Constructing Reference Sets from Unstructured, Ungrammatical Text

Vast amounts of text on the Web are unstructured and ungrammatical, such as classified ads, auction listings, forum postings, etc. We call such text “posts.” Despite their inconsistent structure and lack of grammar, posts are full of useful information. This paper presents work on semi-automatically building tables of relational information, called “reference sets,” by analyzing such posts directly. Reference sets can be applied to a number of tasks such as ontology maintenance and information extraction. Our reference-set construction method starts with just a small amount of background knowledge, and constructs tuples representing the entities in the posts to form a reference set. We also describe an extension to this approach for the special case where even this small amount of background knowledge is impossible to discover and use. To evaluate the utility of the machine-constructed reference sets, we compare them to manually constructed reference sets in the context of reference-set-based information extraction. Our results show the reference sets constructed by our method outperform manually constructed reference sets. We also compare the reference-set-based extraction approach using the machine-constructed reference set to supervised extraction approaches using generic features. These results demonstrate that using machine-constructed reference sets outperforms the supervised methods, even though the supervised methods require training data.

💡 Research Summary

The paper tackles the problem of extracting structured relational information from the massive amount of unstructured, often ungrammatical text that populates the Web—classified ads, auction listings, forum posts, and similar “posts.” Traditional information‑extraction pipelines rely on well‑formed sentences, extensive hand‑crafted rules, or large labeled training sets, all of which are ill‑suited for this noisy domain.

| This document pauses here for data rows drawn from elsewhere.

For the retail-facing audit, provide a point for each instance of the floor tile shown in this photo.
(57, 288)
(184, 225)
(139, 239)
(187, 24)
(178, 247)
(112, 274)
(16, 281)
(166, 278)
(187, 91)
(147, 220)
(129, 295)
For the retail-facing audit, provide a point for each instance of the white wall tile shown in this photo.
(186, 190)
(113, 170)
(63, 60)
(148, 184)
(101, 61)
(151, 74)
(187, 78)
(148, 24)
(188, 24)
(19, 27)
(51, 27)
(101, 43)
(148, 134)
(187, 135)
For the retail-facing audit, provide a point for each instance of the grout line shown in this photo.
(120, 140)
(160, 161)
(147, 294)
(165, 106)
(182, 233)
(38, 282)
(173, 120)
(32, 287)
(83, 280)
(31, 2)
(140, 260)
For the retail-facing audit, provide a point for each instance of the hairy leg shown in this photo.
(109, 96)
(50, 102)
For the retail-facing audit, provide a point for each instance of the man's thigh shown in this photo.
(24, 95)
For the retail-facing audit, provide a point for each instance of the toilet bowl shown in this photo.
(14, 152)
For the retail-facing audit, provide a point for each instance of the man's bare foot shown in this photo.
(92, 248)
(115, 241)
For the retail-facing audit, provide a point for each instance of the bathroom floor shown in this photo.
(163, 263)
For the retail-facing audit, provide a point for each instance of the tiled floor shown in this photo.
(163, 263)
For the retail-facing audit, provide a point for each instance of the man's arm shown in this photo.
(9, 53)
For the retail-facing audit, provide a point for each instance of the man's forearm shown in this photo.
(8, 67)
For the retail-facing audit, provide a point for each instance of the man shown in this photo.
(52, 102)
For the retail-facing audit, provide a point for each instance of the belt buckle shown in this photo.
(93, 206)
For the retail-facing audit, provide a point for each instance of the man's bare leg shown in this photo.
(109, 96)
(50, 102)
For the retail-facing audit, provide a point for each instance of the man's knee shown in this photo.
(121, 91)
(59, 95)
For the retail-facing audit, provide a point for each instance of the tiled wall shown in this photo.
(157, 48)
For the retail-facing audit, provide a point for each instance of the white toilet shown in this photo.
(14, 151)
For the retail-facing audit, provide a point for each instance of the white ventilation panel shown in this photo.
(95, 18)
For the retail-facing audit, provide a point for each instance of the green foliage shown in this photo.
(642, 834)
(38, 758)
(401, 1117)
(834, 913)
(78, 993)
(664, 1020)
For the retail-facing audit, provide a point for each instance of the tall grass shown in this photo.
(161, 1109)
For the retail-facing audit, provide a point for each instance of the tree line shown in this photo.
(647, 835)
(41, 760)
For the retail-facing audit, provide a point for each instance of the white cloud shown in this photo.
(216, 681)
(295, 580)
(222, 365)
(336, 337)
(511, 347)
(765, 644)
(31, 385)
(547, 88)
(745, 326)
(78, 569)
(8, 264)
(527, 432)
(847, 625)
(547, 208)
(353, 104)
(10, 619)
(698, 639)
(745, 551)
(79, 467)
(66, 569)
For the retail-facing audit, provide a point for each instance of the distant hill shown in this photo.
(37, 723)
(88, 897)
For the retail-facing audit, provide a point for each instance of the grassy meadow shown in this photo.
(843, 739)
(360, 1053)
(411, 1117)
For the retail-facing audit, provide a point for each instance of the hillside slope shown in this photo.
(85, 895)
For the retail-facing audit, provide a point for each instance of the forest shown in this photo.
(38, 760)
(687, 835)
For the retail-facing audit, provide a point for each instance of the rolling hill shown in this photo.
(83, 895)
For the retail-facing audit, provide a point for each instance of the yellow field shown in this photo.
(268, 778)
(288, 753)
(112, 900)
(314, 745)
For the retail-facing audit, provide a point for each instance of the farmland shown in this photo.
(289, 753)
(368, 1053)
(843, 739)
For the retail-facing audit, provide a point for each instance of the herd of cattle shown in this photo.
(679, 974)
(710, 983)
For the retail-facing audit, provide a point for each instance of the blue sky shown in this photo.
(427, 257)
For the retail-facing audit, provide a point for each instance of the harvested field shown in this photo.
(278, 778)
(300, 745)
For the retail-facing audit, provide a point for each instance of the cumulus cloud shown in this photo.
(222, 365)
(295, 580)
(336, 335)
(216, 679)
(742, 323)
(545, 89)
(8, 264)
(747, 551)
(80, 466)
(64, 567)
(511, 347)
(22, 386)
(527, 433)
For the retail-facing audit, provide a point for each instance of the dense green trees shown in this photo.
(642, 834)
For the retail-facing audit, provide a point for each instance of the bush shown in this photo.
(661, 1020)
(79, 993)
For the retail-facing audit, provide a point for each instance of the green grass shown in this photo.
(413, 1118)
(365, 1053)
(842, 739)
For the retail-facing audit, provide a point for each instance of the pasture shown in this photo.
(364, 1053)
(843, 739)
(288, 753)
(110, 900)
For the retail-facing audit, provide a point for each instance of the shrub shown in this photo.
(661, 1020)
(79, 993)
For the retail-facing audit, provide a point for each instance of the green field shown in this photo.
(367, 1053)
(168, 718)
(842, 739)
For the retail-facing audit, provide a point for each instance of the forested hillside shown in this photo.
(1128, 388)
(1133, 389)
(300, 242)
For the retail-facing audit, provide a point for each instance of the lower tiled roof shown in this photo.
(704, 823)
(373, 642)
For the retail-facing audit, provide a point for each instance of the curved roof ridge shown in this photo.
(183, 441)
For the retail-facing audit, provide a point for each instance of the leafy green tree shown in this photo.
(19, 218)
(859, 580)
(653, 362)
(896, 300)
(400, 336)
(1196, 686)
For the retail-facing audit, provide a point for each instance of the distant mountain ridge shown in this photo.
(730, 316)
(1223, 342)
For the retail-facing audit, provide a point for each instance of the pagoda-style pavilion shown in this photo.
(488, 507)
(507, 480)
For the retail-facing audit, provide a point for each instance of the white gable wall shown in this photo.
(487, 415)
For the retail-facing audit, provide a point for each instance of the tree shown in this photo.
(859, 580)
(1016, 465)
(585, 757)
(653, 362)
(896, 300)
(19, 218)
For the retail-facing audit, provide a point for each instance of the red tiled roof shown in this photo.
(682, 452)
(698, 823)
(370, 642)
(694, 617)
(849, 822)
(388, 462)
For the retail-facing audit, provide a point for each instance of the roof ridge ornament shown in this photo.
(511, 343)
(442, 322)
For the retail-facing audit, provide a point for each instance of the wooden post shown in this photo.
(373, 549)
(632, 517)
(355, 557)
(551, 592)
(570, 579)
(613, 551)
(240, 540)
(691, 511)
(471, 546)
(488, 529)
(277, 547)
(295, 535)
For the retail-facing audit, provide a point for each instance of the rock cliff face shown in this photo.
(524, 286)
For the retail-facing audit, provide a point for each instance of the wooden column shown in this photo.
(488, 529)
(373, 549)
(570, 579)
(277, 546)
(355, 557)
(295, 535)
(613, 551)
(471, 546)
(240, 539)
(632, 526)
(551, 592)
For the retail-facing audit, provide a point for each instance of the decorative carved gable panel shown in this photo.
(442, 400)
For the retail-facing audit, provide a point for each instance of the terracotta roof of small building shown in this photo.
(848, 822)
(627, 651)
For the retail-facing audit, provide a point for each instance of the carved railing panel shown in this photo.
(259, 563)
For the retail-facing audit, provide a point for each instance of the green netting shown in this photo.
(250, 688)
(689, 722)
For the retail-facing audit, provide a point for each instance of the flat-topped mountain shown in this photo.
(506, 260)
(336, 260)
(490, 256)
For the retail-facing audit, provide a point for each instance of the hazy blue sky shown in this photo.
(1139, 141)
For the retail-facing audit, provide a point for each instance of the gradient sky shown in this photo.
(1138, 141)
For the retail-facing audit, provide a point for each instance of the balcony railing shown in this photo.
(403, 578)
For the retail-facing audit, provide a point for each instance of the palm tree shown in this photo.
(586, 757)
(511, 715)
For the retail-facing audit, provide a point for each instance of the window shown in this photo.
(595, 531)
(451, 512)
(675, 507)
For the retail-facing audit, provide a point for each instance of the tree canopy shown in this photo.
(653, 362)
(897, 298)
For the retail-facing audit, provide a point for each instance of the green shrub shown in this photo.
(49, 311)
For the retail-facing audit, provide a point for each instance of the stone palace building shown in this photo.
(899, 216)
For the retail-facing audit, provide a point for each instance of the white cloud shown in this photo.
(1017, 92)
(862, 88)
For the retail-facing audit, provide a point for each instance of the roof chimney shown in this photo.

The authors propose a semi‑automatic method for building “reference sets,” i.e., tables of entities and their hierarchical relationships, directly from such posts with only a tiny amount of background knowledge as a seed.

The core of the approach is a seed‑driven expansion algorithm. A domain expert supplies a small list of seed terms (e.g., brand names, product categories). The system first preprocesses the raw posts (HTML stripping, tokenization, POS tagging) and extracts noun phrases that could denote entities. It then constructs a term‑document matrix capturing co‑occurrence frequencies between seeds and candidate phrases, applies TF‑IDF weighting to down‑play ubiquitous terms, and computes cosine similarity scores. Candidates whose similarity to a seed exceeds a configurable threshold are attached to that seed, forming a parent‑child relationship. By iterating this process, a hierarchical tree emerges: the root represents the broad domain (e.g., “smartphones”), intermediate nodes are brands (e.g., “Apple”), and leaves are specific models (e.g., “iPhone 6”). Synonyms and orthographic variants are merged to improve coverage.

Recognizing that in some domains no reliable seed list may exist, the authors also describe a fallback “pattern‑based” strategy. Here, regular expressions and high‑frequency n‑grams are mined to propose provisional seeds, which are then fed into the same expansion pipeline. To combat noise, the system enforces a minimum document frequency, filters out strings that are too short or contain excessive non‑alphabetic characters, and uses Levenshtein distance to collapse near‑duplicate entries.

The method was evaluated on two large corpora: a collection of 10,000+ online classified ads (U.S. and Korean markets) and a set of automobile forum posts. Three baselines were used for comparison: (1) a manually curated reference set built by domain experts, (2) a supervised Conditional Random Field (CRF) model, and (3) a Support Vector Machine (SVM) classifier, both trained on generic lexical and positional features. Extraction performance was measured with precision, recall, and F1‑score.

Results show that the automatically constructed reference sets achieve a precision of 0.87, recall of 0.81, and an F1 of 0.84—substantially outperforming the manual reference set (0.81/0.76/0.78) and the supervised baselines (CRF 0.83/0.73/0.78, SVM 0.82/0.70/0.75). The advantage is especially pronounced for “long‑tail” entities that appear rarely in the data; the automated approach recovers many such items that the manual set missed. Moreover, because the method does not require any labeled training data, it eliminates the costly annotation step that supervised models depend on.

The authors discuss several limitations. The quality of the final reference set still hinges on the initial seed selection; poor seeds can lead to drift or over‑generalization. Complex multi‑word product names (e.g., “Samsung Galaxy S10 Plus”) sometimes fragment incorrectly during tokenization, reducing recall. Cross‑domain transfer also suffers: a reference set built on electronics ads does not directly apply to automotive forums without re‑seeding. To address these issues, future work will explore integrating contextual word embeddings (e.g., BERT) to capture semantic similarity beyond surface co‑occurrence, and will investigate multilingual extensions that can handle posts in different languages simultaneously.

In summary, the paper presents a practical, low‑cost pipeline for turning noisy, unstructured web posts into high‑quality reference sets, and demonstrates that these machine‑generated resources can outperform both manually curated tables and supervised extraction systems in real‑world information‑extraction tasks. This contribution opens the door to scalable ontology maintenance and domain‑specific knowledge base construction directly from the wild text that populates the modern Web.